Wie einst Schumacher: China E-SUV geht mit Tunnel-Looping viral
Voyahs elektrischer Passion S machte in einem Testtunnel in Wuhan einen auf Carrera-Bahn
Vor sechzehn Jahre "umrundete" Michael Schumacher in einem TV-Spot mit dem Mercedes-Benz SLS AMG die Wände eines Tunnels. Genau das hat ein chinesisches Elektro-SUV jetzt auch real geschafft – festgehalten von einer durchgehenden Aufnahme. Das Filmmaterial des Voyah Passion S in einem abgesperrten Testtunnel in Wuhan verbreitet sich rasant im Netz.
Der Stunt ist bemerkenswert, weil er Physik, Marketing und Skepsis in einem einzigen Überkopfmoment vereint. Ein schweres Elektro-SUV in Serienausführung bleibt bei Autobahntempo einfach so an der Tunneldecke kleben, während die Kameras ohne erkennbare Schnitte laufen. Entsprechend fragen sich viele Zuschauer nun, wie viel davon auf ausgeklügelte Technik zurückgeht und wie viel einfach nur clevere Inszenierung sein mag.

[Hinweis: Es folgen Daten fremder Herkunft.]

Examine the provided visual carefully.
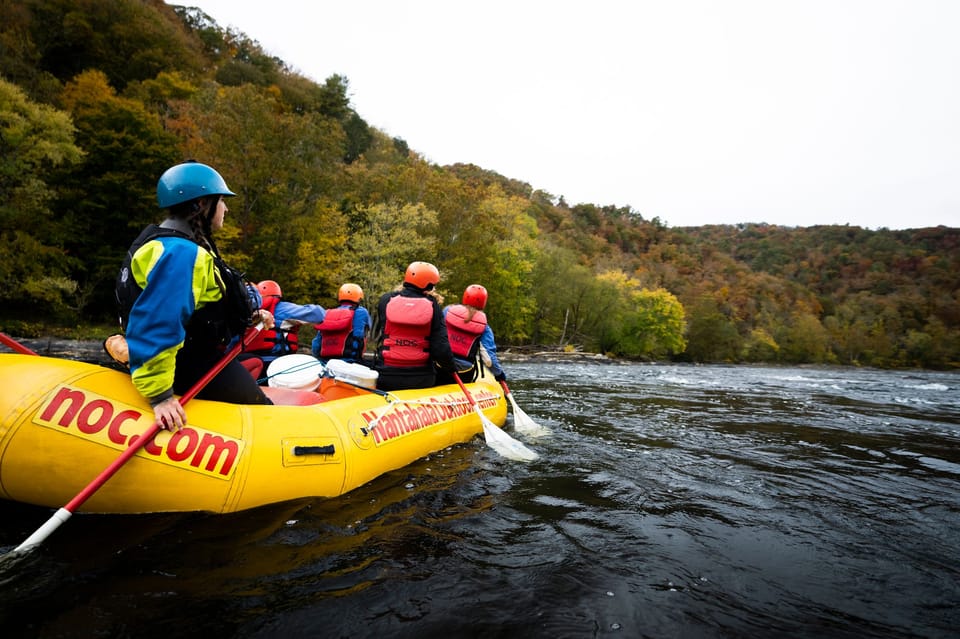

Wie der Passion S an der Decke klebte
Der grundlegende physikalische Effekt hinter dem Looping des Voyah Passion S ist die Zentripetalkraft. Technische Analysen der Fahrt zufolge musste der Fahrer mit rund 130 km/h in die gekrümmte Tunnelwand einlenken und einen Lenkwinkel von etwa 16 Grad halten. Dadurch wurden die Reifen so belastet, dass die Normalkraft an der Tunneloberfläche am höchsten Punkt des Loopings größer war als die Schwerkraft.
Die Ingenieure mussten einen Tunnelradius, die Oberflächenbeschaffenheit und ein Geschwindigkeitsfenster wählen, die dem Crossover eine Sicherheitsreserve geben würde. Zugleich muss der Stunt in einem einzigen sauberen Versuch realisierbar sein. Im Prinzip ist es dieselbe Idee wie bei einem Spielzeugauto (beispielsweise einer Carrera-Bahn), das durch einen Looping huscht – nur halt im wesentlich größerem Maßstab.
Fällt die Geschwindigkeit unter den Zielwert oder stimmt der Lenkwinkel nicht, nimmt die Normalkraft so weit ab, dass die Reifen keinen ausreichenden Grip mehr aufbauen können. Und das Auto fällt stumpft von der Decke. Sie kennen das sicher von früher.
Der Voyah-Looping profitiert zudem von Eigenschaften, die moderne Performance-Elektroautos ohnehin mitbringen: sofort anliegendes Drehmoment, präzise Traktionskontrolle und ein schweres, tief im Chassis montiertes Batteriepaket. Wäre der Fahrer zu langsam in die Passage eingefahren oder hätten die Stabilitätssysteme mitten in der Kurve die Leistung reduziert, wäre der Passion S abgestürzt. Berichten zufolge ist genau das im Vorfeld mit einem getarnten Prototypen während früher Versuche geschehen

Ungeschnittenes Material und die Debatte um die Echtheit
Voyah erklärte am 13. August 2026, dass ein serienmäßiger Passion S mit voller Batterie und intelligenter Hardware genau das geschafft habe, was die Chinesen als "360 Grad Tunnel Big Loop" bezeichnen. Dabei wurde die Fahrt ausdrücklich als reale Neuinterpretation der Schumacher-Tunnel-Challenge mit dem Mercedes SLS AMG inszeniert. Medienberichten zufolge betont Voyah, dass es für den fertigen Spot weder strukturelle Modifikationen noch Spezialeffekte gegeben habe.

Weil schon der ursprüngliche Tunnel-Werbespot des Mercedes SLS mit Schumacher seit Langem unter Verdacht steht, stark mit CGI bearbeitet worden zu sein, reagierten die Chinesen schnell auf ähnliche Vorwürfe. Bei der Präsentation des Passion S zeigten sie ein ungeschnittenes One-Take-Video des Loopings und ließen zudem den geleakten Clip des gescheiterten Versuchs kursieren. Offenbar in der Erwartung, dass das sichtbare Risiko die Aktion glaubwürdiger wirken lässt.
Dieser Fokus auf Glaubwürdigkeit erklärt auch, warum die Fahrt über Kopf inzwischen ein Gesprächsthema in der breiteren Geschichte rund um Performance-Elektroautos geworden ist. Während Mercedes-AMG damit ringt, wie sie ihren Stromern die Emotionalität eintrichtern und sie Rennstreckenrekorde jagen lassen, nutzt Voyah einen eher cineastischen und überaus riskanten Tunnel-Stunt. In der Hoffnung, dass die chinesische Ingenieurskunst in derselben Diskussion ihren Platz findet.